Fluids - Fluid and Glucose requirements
Fluid volumes administered in NICU after the first week are high to ensure good caloric intake and growth in preterm infants. Term infants have a lower requirement for fluids and calories.
Recommended Volumes (ml/kg/day)
Day 0-1 | Day 2 | Day 3 | Day 4 | Day 5 | Day 6 | Day 7+ | |
<37 weeks | 60 | 75 | 90 | 105 | 120 | 150 | 180 |
37 weeks+ | 60 | 75 | 90 | 105 | 120 | 120 | 150 |
Fluid volumes administered in NICU after the first week are high to ensure good energy intake and growth in preterm infants. Term infants have a lower requirement for fluids and calories.
Infants admitted to Starship Hospital (surgical or medical services) should have fluids prescribed according to Starship Hospital guidelines (available via the intranet).
The volume administered will depend on the clinical condition of the infant, with fluid restriction indicated with asphyxia, renal impairment or PDA.
Infants receiving phototherapy, or with high insensible losses, may require higher fluid intakes.
In general, fluid management in the first few days is adjusted primarily on serum sodium values and changes in weight.
High serum sodium values usually indicate that the infant requires more fluid.
Low serum sodium values may indicate that the infant requires less fluid, or that the infant has high sodium losses.
There is evidence that restricting fluid volumes in preterm infants in the first few days of life reduces the incidence of patent ductus arteriosus and necrotising enterocolitis, and may decrease mortality rates.¹
Restricting sodium intake in preterm infants in the first few days may also reduce the incidence of chronic lung disease.²,³,⁴,⁵
Glucose intake
The neonatal liver normally produces 6-8 mg/kg/min of glucose. This is approximately the basal requirement of a newborn infant.
Hypoglycaemia is severe if it persists despite an intake of >10 mg/kg/min. Calculate the glucose intake: See also the Glucose Calculator
Glucose intake (mg/kg/min) = % Glucose x Volume (ml/kg/day)
144
or
Glucose intake (mg/kg/min) = % Glucose x Hourly Rate
Weight (Kg) x 6
Intake (ml/kg/day) | 5% Glucose | 10% Glucose | 12.5% Glucose |
mg/kg/min of Glucose | |||
60 | 2.1 | 4.2 | 5.2 |
75 | 2.6 | 5.2 | 6.5 |
90 | 3.1 | 6.3 | 7.8 |
105 | 3.7 | 7.3 | 9.1 |
120 | 4.2 | 8.3 | 10.4 |
150 | 5.2 | 10.4 | 13.0 |
180 | 6.3 | 12.5 | 15.6 |
To get concentrated glucose solutions: See the Fluid and Electrolytes calculator
Glucose solutions of >10% are best administered through central venous lines. Peripheral IVs do not last long, and extravasation can result in tissue damage.
Insensible Water Loss
This varies greatly with gestation and depends on the thermal environment. It decreases markedly over the first few days. Very preterm infants should be placed in humidified incubators in a neutral thermal environment as soon as practical after birth.
Gastrointestinal Losses
If there are significant gastric aspirates, replace these ml for ml with 0.9% NaCl plus 10mmol KCl per 500ml.

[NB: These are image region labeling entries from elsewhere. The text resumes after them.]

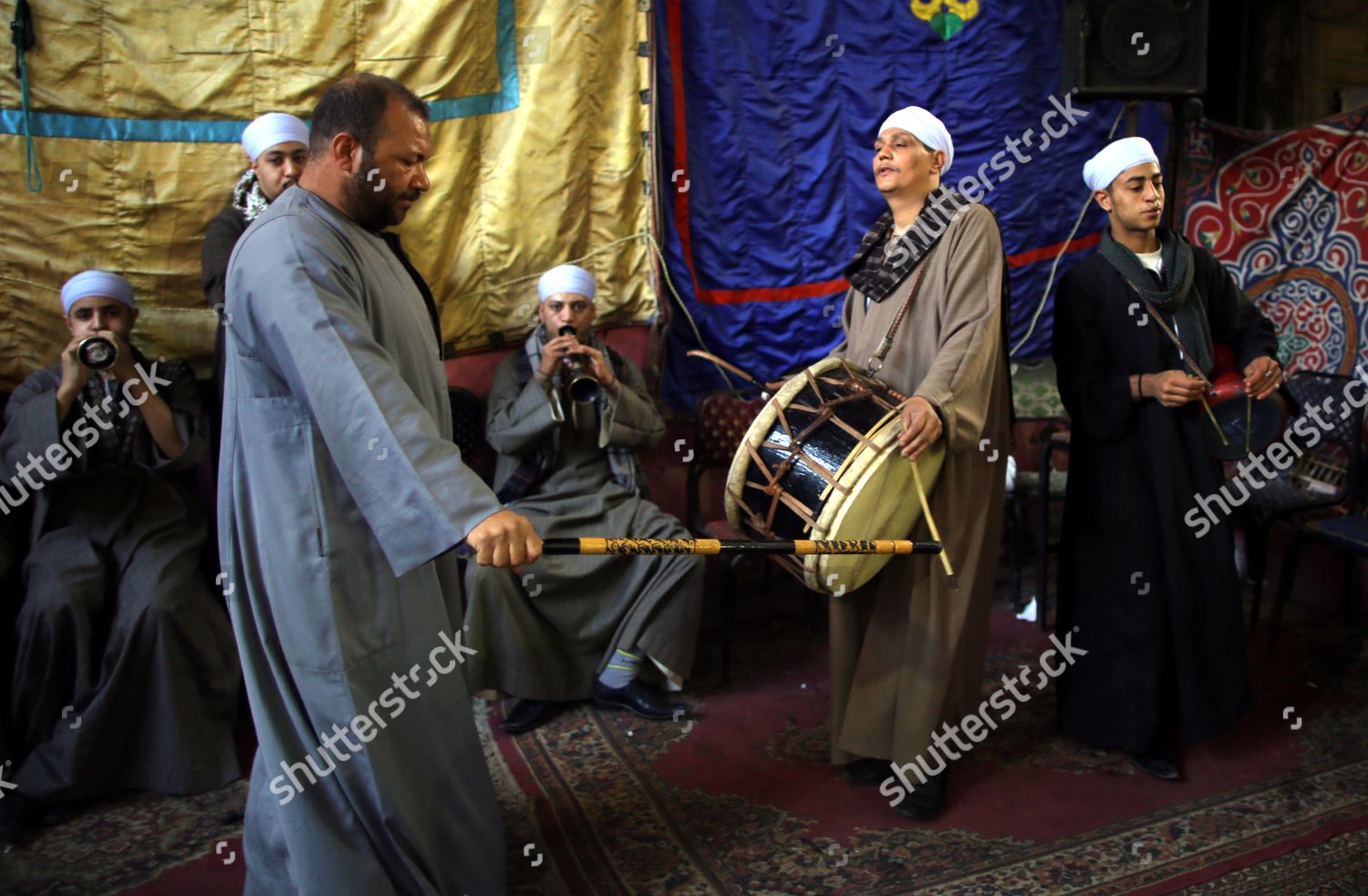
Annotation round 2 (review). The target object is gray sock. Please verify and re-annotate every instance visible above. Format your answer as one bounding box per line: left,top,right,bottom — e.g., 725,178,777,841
599,647,642,691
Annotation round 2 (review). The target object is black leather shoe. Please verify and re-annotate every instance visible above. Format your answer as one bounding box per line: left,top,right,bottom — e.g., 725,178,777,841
1130,749,1182,781
594,678,689,722
837,759,894,784
894,771,947,820
500,700,561,735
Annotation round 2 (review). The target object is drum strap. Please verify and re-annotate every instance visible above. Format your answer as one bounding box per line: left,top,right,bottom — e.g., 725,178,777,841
1126,281,1211,388
865,245,936,375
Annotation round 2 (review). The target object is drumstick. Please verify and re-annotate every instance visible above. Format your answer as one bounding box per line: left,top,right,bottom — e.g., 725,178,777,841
684,349,769,393
542,538,941,557
913,461,959,591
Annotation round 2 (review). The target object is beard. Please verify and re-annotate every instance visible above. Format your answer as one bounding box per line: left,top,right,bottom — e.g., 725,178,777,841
345,152,421,232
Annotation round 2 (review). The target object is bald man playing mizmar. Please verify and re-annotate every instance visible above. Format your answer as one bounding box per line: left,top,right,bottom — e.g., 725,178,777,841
0,271,240,844
467,264,703,733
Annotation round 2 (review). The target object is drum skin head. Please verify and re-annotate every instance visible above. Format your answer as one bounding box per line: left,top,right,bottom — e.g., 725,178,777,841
725,358,946,596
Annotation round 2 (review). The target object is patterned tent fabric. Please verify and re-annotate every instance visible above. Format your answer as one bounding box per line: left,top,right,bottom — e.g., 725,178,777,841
0,0,656,390
656,0,1173,407
1181,108,1368,375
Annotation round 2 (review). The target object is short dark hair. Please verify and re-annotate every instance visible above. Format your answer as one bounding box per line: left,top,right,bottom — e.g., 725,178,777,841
309,73,429,159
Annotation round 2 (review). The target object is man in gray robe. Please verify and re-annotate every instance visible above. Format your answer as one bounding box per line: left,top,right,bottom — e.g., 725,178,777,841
219,74,541,896
467,264,703,733
831,107,1011,819
200,112,309,421
0,271,240,842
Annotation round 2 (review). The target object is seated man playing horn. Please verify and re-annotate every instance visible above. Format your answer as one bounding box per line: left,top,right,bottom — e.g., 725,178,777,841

Chest and/or Peritoneal Drains
If there are significant fluid losses from these, measure the volume and replace with 4% albumin as indicated.
Monitor serum albumin concentrations.
Monitor the composition of the fluid being lost as this may assist with calculating requirements
Renal Impairment
Restrict intake to insensible water loss + urine output.
Monitor fluid balance, serum electrolytes and weight carefully.
In early Acute Tubular Necrosis, consider a pre-renal cause. Fractional excretion of sodium may help sort this out.
FE Na⁺ ≥2.5% in term infants suggests renal failure.
FE Na⁺ <2.5% in term infants suggests pre-renal failure.
FE Na⁺ is high in preterm infants because of tubular immaturity.